Yaşananları, parça parça, birbirinden kopuk olaylar olarak göremeyiz. Uluslararası destekli terör, iç çatışma ve katliamlar, ölümler, yaralanmalar da, savaşın yeni yüzünü tüm gerçekliğiyle ortaya çıkarmaya çalışanlara, özellikle de gençlere yapılan “sus saldırıları” da, emperyalizmin planlarıyla birlikte bütünsel olarak değerlendirilmek zorundadır. Bütünlüklü bakıldığında, emperyalizmin savaş politikalarına kayıtsız koşulsuz teslimiyet, açık ve net görülmektedir.

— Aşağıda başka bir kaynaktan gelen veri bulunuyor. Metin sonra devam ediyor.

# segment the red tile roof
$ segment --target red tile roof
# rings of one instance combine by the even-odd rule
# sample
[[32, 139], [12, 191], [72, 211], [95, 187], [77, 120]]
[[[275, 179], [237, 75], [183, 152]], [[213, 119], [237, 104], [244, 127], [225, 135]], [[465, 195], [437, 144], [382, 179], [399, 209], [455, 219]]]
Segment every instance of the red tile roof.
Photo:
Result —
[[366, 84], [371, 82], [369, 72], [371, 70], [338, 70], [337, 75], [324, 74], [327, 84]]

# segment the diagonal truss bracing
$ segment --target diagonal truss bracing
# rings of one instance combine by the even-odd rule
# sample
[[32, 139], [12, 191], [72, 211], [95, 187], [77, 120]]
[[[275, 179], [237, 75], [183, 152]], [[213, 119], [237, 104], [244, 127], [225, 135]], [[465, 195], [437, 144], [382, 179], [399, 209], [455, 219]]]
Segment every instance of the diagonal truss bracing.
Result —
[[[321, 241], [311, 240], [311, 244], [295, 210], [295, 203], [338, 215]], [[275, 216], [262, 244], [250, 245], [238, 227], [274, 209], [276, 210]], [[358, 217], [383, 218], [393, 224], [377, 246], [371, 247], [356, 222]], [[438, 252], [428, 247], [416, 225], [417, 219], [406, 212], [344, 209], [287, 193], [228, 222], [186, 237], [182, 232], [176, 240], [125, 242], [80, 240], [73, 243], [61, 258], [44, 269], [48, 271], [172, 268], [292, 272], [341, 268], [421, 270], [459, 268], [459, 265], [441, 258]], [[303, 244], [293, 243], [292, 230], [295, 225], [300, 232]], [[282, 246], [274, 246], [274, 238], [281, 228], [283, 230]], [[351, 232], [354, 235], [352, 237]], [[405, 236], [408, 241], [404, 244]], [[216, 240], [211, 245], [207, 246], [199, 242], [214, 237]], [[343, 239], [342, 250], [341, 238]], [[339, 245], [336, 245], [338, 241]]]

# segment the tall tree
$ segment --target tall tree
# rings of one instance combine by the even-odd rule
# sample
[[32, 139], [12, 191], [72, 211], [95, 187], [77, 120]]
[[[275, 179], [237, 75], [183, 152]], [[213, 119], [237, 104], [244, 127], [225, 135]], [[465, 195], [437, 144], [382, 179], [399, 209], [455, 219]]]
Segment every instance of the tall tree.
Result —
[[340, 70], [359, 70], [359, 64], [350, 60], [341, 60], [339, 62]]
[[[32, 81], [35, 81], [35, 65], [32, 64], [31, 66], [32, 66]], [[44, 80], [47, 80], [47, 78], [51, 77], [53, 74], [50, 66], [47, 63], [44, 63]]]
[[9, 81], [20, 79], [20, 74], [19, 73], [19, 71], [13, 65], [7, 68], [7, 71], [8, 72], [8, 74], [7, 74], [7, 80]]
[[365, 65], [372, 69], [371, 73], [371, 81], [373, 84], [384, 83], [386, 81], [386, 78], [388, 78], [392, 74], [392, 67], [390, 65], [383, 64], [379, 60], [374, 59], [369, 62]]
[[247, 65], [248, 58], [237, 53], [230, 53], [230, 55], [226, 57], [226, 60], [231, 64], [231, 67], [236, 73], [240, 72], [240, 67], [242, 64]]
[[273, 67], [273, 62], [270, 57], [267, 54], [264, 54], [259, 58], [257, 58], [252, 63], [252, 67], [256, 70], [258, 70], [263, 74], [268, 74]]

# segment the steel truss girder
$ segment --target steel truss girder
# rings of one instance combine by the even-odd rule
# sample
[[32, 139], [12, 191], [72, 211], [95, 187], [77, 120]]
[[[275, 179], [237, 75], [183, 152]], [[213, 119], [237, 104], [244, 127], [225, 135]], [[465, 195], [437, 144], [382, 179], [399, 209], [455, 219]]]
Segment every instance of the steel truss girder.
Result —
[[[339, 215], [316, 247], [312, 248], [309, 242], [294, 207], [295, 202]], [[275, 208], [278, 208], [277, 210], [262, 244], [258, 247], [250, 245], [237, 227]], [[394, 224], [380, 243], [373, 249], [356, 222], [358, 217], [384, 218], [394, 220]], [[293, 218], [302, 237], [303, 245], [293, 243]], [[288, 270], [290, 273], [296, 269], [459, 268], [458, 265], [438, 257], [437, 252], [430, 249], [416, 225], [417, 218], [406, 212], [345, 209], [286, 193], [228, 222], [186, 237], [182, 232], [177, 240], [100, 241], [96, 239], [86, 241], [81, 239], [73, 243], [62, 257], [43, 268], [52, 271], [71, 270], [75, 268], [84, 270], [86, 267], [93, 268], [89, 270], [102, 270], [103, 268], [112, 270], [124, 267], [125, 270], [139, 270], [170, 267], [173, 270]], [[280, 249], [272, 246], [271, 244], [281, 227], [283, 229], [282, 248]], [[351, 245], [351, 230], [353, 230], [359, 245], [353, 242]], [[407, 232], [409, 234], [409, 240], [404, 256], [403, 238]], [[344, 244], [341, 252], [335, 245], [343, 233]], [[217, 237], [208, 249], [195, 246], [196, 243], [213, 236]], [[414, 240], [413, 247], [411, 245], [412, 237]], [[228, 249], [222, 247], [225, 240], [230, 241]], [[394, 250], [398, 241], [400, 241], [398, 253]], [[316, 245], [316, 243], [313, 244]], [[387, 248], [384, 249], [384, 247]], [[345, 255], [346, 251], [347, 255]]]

Türkiye’nin de içinde olduğu, “belli bir zaman içinde yoğun ve geniş seviyeye ulaşmış” çatışmadan, uluslararası olan ve olmayan yapısıyla iç içe geçmiş “savaş”tan söz etmek gerçek dışı olmayacaktır. Yaşananlarla ilgili belirsizlikler ya da belirsizlik korumaları da, Obama ayarları da bu durumu değiştirmeyecektir.

Emperyalizme ve savaşa hayır ancak ABD ve NATO’ya evet diyenlerin, artık NATO’nun 2010 Lizbon Zirvesi’nden sonra, tamamıyla ABD’nin terörizmi koz olarak kullanıp hegemonyasını sürdürme aracı haline gelmesi gerçeğini görerek, teslimiyetçilikten vazgeçip saflarını netleştirmeleri gerekir.
Milletvekili olmadan ABD patentli Dışişleri Bakanı yapılan Davutoğlu’na “istifa” çağrısı, savaşa bütünlüklü bakışın somut adımlarından biri olmakla birlikte, emperyalizme karşı da somut eylemdir. Onların, “bir arada barış içinde yaşama” sevdası, yalnızca kendi dünyaları için geçerlidir. Savaşın yüzlerini görenlerin uyarı ve direnişleri, soyut ve eşitsiz barış taleplerinden öte, “barış ve sömürüsüz dünya” bütünlüğü içindir ki, susturulması zordur.